What matters the most here and the foundation for what makes the movie work is that we believe these characters and how especially DaCosta gets such rich and textured performances from O'Connell and Fiennnes. 

It might even be all too easy to connect the former to his other Grand Guignol performance last year in Sinners, also a leader of a cult of a kind that does his bidding *or else,* except in this there is maybe even more dare I say for O'Connell to play as the layers of his line of bull about Nick and Satan are pulled away (his conversation with Fiennes midway through when the movie slows down a bit is a highlight for how both men come to a... understanding of what comes next). 

Meanwhile there is the physicality of Fiennes work along with Chi Lewis Perry as Samson - notice just how much his performance is in his eyes and how he reacts the more his high sense of the world goes into... something else.  Fiennes in general is just tremendous in this performance because he makes Ian such a calm and formidable and reasonable presence in a world where all of that is lost.

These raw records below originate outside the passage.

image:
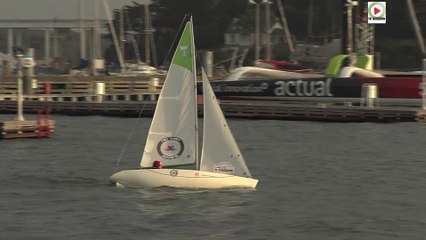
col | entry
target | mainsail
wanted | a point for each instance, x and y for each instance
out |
(172, 137)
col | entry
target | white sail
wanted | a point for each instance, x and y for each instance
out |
(172, 137)
(220, 151)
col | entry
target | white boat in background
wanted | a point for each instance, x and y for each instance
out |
(173, 135)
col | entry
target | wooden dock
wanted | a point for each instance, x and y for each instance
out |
(239, 109)
(26, 129)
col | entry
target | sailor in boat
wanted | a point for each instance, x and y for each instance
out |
(157, 164)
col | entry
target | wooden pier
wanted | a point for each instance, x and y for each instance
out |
(26, 129)
(238, 109)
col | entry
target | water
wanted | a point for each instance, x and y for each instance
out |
(317, 181)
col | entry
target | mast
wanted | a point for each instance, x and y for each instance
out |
(147, 36)
(194, 69)
(20, 100)
(83, 54)
(285, 25)
(122, 33)
(114, 36)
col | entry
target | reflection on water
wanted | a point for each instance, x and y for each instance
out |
(316, 181)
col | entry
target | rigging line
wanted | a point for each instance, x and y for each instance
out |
(130, 135)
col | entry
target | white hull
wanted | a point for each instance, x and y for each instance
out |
(180, 178)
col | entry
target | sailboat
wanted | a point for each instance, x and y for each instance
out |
(173, 135)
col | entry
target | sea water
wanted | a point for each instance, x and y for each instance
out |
(316, 181)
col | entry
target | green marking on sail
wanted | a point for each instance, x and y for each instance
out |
(183, 54)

Garland and DaCosta keep the characters so vital and the pacing of the story so engaging - never too fast but I wouldn't know when you would want to get up to use the loo, like what if you miss the "Rio" needle drop - that the violence and grisly gore is more earned than even in the last entry. 

This does not have the most action of the series, but it does have the most intense bodily mutilation and all of that, such as what we see as torture and how things unfold into such horrific ways, and we do care about how all of that comes off (and sometimes it is darkly funny, like how Spike almost by accident gets "initiated" early on) because we care about who is going to do what or what Jimmy "Crystal" will do when he discovers the next betrayal among his ranks.

More than anything, it is impressive to me how Garland, by leaps and bounds with a sharper edge and clearer satirical sensibility than, say, Civil War, taps into the fears of today. There is the obvious example I don't even need to mention here, but the past decade or longer has shown us what happens when someone can latch on to a position of power and exploit it for dominance and purposes totally self-serving. At the same time there are those people who are (forgive the Mr. Rogers allusion here) the helpers who will do what it takes to actually keep humanity on a path of stability (or if you need it more obviously spelled out, Science vs Superstition).

While the movie gives the audience a lot of harrowing shocks and over the top musical cues, this is like the first 28 Days Later about how humanity can come together or crash and fall - and the specificity brought to the characters and overpowering production design - and that hits so well.  Or, to add one more point to this: it is so satisfying when you see all of the moving parts in a story assembled so clearly and, within the nasty dimensions established here, it unfolds to where the suspense kicks you in the ass. 

At the end of the day, Bone Temple is about who humanity can be - all while rocking out to Maiden and in the hands of a director and production team that keep your hand ready to grip the seat lining off.